One day after exiting as Sony TV chief, Steve Mosko said his seemingly abrupt departure was a long time coming.
“It’s been brewing for awhile,” Mosko said Thursday evening during a sit-down interview at the Paley Center for Media in Beverly Hills, when he was asked to explain the end of his 24-year run at the studio behind such series as “Breaking Bad,” “Better Call Saul” and “Outlander.”
“It’s time to do something different,” Mosko told interviewer Michael Schneider of Indiewire. The executive said he just turned 60 and has been thinking about other career paths. “In life, if you’re not 100 percent in on something, you need to move on.”
Mosko did not provide many details beyond that, brushing aside reports that he had clashed with his boss, Sony Entertainment CEO Michael Lynton.
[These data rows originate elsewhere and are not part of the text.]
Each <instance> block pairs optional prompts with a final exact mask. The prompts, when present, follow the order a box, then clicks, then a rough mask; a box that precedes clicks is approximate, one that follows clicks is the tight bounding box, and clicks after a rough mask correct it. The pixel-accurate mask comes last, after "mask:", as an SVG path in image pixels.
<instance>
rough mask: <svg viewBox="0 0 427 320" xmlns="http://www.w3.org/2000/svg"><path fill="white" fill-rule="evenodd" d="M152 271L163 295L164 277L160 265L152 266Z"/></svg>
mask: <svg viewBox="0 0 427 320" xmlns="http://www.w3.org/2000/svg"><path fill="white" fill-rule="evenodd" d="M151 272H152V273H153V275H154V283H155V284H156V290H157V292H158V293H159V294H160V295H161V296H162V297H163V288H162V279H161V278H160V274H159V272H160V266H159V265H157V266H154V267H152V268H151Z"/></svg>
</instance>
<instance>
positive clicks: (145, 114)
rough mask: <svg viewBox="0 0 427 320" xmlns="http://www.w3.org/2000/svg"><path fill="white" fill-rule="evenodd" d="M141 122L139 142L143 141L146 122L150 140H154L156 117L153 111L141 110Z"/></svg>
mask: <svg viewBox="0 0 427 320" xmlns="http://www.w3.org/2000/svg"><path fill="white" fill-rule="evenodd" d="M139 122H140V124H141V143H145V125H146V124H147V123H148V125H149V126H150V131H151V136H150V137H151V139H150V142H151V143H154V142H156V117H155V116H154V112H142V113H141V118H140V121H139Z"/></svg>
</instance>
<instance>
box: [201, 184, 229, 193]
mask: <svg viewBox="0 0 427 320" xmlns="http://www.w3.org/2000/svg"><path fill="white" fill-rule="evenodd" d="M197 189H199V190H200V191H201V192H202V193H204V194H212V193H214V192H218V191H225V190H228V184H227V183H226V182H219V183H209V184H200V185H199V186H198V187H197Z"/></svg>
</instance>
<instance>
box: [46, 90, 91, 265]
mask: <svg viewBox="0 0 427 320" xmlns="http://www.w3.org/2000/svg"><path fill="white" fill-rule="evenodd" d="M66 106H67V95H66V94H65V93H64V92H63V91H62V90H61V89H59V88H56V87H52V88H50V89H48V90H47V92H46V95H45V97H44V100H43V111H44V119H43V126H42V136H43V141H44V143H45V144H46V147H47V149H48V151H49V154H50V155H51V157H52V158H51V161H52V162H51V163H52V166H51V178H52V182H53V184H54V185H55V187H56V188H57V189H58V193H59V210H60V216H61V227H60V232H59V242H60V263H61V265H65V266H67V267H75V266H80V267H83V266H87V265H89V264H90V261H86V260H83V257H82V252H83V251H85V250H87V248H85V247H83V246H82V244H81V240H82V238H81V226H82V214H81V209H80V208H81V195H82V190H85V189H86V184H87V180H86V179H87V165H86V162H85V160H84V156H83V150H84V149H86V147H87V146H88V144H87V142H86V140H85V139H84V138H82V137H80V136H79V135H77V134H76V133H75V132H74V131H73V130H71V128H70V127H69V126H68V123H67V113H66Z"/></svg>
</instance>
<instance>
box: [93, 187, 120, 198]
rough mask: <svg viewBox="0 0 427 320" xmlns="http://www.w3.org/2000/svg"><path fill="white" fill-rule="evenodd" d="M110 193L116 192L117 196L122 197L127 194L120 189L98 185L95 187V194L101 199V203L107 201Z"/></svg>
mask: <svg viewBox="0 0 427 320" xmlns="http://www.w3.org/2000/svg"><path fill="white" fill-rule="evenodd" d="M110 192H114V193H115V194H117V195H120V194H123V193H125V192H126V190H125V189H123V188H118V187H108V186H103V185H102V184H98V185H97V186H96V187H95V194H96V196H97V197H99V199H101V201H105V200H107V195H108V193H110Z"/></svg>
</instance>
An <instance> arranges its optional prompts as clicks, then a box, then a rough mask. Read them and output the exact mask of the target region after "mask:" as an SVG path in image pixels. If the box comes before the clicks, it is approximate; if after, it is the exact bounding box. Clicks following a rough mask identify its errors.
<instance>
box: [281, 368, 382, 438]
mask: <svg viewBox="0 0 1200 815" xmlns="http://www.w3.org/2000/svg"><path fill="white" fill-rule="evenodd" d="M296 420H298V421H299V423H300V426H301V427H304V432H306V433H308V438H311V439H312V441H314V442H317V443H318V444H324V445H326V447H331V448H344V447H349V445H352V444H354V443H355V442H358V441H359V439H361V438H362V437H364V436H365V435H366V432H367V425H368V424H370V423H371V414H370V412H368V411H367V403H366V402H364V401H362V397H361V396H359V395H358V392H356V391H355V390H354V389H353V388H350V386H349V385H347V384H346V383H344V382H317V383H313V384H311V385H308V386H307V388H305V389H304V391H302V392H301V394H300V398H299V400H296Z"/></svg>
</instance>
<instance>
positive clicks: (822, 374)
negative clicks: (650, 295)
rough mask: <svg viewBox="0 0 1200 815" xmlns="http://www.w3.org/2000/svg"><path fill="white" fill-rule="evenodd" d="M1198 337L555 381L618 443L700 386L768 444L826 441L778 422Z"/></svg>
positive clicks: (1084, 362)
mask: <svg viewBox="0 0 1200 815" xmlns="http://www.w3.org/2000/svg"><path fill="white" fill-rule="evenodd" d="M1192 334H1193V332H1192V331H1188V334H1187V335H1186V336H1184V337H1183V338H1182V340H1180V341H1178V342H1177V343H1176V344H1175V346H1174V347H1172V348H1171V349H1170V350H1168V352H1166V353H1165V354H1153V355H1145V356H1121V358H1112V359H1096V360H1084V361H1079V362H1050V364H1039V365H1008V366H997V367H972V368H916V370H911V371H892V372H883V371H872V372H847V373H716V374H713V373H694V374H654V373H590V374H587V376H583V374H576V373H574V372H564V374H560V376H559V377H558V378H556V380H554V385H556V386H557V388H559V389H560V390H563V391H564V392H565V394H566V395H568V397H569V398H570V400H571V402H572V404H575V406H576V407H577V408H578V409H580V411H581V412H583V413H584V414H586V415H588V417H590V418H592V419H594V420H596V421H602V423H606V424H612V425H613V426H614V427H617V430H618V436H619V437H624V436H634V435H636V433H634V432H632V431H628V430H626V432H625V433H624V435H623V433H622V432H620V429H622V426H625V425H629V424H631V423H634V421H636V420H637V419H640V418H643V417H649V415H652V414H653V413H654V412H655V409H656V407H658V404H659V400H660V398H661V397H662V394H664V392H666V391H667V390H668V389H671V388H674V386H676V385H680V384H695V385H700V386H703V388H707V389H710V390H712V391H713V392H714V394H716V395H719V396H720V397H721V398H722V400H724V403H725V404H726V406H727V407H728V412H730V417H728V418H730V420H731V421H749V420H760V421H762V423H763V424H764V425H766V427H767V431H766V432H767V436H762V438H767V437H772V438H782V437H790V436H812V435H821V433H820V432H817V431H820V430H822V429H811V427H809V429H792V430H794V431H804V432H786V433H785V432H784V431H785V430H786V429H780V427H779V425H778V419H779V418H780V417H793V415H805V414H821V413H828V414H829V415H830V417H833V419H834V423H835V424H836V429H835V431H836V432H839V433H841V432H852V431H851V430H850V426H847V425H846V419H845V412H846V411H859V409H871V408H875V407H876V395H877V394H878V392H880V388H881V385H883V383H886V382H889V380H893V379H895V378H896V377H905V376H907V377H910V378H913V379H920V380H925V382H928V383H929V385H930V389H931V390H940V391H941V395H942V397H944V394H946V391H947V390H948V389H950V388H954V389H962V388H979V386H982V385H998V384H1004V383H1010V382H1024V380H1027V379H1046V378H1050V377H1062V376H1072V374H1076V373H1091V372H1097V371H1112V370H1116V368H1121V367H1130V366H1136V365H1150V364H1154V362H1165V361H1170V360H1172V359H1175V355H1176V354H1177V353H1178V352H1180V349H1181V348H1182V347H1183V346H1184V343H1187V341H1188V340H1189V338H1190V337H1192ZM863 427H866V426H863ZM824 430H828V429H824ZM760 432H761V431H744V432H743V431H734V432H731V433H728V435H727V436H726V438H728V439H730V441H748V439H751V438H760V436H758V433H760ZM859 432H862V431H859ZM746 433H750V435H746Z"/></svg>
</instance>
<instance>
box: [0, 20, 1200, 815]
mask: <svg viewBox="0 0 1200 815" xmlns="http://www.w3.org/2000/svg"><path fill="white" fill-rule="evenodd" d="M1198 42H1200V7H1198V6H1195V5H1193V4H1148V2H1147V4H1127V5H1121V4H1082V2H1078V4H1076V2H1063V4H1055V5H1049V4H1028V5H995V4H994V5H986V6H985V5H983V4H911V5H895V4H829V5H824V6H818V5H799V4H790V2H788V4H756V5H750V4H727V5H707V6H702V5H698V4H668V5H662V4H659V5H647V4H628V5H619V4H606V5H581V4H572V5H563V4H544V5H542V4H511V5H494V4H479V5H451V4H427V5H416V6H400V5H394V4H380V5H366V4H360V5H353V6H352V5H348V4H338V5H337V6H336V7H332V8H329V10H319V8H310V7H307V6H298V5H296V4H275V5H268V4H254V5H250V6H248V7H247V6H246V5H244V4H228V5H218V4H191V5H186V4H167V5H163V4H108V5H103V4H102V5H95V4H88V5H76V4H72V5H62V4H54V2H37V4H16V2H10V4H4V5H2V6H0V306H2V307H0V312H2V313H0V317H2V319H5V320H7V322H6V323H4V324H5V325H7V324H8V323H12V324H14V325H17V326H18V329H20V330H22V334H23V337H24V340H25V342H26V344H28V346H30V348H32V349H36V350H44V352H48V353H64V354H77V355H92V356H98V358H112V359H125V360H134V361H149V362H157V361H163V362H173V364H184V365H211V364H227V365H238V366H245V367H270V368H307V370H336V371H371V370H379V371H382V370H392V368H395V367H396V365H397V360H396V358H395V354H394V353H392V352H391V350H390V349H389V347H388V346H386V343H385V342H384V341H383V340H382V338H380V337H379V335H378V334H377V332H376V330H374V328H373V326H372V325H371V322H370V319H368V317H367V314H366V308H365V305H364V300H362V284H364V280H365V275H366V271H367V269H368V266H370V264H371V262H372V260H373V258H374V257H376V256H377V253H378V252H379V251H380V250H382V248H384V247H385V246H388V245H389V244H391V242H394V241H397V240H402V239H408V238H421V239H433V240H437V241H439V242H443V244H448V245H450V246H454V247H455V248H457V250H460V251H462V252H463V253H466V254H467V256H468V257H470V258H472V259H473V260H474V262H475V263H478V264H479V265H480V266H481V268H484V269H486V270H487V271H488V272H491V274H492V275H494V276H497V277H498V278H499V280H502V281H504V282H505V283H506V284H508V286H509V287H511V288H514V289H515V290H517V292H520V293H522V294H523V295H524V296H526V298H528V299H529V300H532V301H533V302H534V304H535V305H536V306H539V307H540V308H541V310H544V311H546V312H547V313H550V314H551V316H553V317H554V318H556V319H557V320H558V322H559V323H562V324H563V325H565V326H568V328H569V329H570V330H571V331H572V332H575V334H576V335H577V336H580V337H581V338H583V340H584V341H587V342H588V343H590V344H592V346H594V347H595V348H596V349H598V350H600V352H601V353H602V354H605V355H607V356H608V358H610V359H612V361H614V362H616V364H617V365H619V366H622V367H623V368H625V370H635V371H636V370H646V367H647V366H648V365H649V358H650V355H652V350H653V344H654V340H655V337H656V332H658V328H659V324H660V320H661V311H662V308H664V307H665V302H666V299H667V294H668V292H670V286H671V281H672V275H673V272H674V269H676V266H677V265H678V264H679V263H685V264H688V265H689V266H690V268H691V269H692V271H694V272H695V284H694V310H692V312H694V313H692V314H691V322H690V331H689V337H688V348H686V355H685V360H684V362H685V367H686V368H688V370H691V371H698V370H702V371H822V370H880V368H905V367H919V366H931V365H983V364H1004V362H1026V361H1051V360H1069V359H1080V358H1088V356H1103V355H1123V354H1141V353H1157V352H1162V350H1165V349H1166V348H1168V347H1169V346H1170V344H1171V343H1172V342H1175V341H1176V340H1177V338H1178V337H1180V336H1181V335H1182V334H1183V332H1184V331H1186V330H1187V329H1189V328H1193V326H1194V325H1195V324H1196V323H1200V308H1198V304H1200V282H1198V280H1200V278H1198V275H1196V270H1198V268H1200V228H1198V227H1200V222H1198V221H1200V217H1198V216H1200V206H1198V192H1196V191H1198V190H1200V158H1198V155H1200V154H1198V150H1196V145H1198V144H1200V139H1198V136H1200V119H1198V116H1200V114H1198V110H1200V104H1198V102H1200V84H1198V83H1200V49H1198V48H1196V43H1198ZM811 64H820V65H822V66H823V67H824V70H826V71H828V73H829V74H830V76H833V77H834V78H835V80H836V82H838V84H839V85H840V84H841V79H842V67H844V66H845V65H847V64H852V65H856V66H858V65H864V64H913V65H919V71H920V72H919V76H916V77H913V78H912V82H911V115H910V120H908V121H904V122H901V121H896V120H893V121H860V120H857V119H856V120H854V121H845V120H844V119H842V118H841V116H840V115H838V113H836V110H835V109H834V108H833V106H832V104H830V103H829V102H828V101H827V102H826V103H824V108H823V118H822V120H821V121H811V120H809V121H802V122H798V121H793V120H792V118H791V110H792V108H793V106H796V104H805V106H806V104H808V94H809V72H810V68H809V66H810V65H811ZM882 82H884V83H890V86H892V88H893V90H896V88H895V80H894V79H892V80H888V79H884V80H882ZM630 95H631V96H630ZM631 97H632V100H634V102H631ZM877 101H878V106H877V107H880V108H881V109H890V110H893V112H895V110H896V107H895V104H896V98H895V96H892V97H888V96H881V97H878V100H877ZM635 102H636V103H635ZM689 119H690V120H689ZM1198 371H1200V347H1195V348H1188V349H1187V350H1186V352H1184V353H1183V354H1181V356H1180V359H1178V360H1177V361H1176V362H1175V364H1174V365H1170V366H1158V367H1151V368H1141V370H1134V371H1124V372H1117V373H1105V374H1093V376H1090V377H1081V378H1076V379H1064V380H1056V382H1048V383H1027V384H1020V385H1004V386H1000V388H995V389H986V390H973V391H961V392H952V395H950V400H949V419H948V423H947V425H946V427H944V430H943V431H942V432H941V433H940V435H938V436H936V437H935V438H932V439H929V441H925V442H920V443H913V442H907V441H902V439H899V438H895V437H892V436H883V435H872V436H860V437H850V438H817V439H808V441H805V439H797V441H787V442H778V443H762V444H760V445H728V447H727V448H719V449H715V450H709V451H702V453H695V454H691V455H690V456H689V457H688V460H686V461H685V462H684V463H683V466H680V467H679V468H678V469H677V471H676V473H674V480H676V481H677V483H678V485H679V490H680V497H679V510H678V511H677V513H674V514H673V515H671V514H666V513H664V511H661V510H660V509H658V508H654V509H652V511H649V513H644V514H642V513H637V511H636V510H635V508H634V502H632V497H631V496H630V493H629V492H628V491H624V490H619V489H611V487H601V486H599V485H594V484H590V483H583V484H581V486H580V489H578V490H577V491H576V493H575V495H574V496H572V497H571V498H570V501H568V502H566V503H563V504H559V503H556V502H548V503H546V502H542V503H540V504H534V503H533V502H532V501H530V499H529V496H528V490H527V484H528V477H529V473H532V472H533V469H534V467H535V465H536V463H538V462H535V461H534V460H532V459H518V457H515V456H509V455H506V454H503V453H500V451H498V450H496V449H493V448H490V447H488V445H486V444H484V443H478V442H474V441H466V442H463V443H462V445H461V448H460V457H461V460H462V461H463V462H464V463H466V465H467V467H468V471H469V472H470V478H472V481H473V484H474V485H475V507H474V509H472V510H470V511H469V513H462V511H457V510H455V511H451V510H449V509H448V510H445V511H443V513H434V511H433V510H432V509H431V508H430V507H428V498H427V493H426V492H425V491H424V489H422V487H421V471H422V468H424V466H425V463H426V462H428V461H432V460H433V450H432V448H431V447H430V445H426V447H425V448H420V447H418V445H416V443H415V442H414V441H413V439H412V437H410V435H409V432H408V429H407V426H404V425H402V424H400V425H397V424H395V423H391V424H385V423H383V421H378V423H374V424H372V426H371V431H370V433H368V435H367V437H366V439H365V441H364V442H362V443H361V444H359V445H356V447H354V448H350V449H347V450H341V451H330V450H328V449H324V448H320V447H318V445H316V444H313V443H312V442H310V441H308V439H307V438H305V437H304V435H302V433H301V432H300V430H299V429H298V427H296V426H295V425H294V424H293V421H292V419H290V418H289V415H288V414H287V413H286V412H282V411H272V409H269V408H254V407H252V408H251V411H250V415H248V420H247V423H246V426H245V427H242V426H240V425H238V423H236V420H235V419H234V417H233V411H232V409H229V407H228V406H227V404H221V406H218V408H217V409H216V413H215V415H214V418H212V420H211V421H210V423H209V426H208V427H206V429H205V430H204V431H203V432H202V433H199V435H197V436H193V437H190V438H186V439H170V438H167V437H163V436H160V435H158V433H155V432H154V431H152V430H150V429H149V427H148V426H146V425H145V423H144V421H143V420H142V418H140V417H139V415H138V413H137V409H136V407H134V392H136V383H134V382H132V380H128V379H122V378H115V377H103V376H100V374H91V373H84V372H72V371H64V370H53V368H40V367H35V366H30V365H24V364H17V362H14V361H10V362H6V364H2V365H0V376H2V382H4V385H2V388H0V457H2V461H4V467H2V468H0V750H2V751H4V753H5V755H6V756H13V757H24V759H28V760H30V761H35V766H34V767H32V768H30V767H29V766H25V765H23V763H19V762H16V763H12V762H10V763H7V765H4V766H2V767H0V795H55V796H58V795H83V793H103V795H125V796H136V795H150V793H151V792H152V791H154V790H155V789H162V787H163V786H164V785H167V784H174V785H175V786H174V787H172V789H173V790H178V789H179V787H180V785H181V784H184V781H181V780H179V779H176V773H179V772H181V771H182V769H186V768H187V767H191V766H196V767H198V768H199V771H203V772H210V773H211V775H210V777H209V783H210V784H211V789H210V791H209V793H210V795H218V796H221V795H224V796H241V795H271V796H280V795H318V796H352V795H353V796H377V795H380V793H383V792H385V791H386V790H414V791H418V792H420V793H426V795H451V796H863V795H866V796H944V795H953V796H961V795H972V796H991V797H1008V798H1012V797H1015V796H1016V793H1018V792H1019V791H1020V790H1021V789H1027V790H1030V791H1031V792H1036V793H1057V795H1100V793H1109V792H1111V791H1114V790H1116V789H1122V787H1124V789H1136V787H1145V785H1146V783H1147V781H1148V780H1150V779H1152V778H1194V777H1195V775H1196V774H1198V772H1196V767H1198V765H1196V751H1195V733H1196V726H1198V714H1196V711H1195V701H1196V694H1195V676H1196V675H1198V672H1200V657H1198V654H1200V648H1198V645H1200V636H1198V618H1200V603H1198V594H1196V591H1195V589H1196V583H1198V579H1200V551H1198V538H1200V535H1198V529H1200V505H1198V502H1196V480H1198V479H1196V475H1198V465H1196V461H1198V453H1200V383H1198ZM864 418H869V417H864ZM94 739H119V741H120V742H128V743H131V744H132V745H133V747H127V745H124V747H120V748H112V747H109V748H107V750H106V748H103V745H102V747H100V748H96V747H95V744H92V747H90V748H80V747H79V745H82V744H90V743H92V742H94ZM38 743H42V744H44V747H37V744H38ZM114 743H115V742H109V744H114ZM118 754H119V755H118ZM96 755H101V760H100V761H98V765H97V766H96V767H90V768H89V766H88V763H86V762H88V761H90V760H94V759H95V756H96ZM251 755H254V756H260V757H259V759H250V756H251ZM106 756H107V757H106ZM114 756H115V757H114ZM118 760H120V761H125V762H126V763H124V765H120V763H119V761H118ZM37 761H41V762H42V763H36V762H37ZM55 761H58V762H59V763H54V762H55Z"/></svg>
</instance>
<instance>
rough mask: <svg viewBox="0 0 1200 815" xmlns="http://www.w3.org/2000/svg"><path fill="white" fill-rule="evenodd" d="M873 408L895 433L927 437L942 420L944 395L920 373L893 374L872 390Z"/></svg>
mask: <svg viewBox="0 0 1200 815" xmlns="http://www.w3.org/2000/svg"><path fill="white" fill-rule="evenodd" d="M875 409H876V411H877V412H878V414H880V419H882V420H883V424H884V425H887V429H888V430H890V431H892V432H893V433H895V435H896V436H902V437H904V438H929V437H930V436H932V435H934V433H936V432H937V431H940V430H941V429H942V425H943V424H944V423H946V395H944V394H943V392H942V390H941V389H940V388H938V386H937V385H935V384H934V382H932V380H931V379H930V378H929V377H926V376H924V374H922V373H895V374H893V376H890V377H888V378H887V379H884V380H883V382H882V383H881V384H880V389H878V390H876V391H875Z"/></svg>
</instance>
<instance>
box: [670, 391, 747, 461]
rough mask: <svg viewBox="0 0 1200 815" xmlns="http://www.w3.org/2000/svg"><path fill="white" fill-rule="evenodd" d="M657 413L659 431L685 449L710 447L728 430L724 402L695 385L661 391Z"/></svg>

In a press release, Sony said that Mosko stepped down and would have a consulting role.
“We’ve had a pretty good run together,” Mosko said of Lynton. “He gave me complete autonomy.”
Mosko recounted an oft-told tale of Lynton’s skepticism when the company was pitched “Breaking Bad,” a drama about a terminally ill high school teacher played by Bryan Cranston, then best known for the sitcom “Malcolm in the Middle.” Lynton initially said it was the worst idea he’d ever heard, Mosko said.
But “he didn’t say [we] couldn’t do it,” Mosko said.
Mosko did make it clear that the Sony hack — when thousands of e-mails were leaked with details of private studio business — was a deeply disruptive event that continues to shake the company.
“You’d wake up in the morning wondering, What’s gonna happen today?” Mosko said. “That’s a horrible feeling.”
Perhaps the most awkward moment of the interview came at the beginning, when Mosko showed a promotional reel highlighting all of the TV shows made by his now-former employer.
“I made this tape, so I feel like I have to show it,” Mosko said to audience laughter.
“Let me be clear about this: I am not going away,” he said later.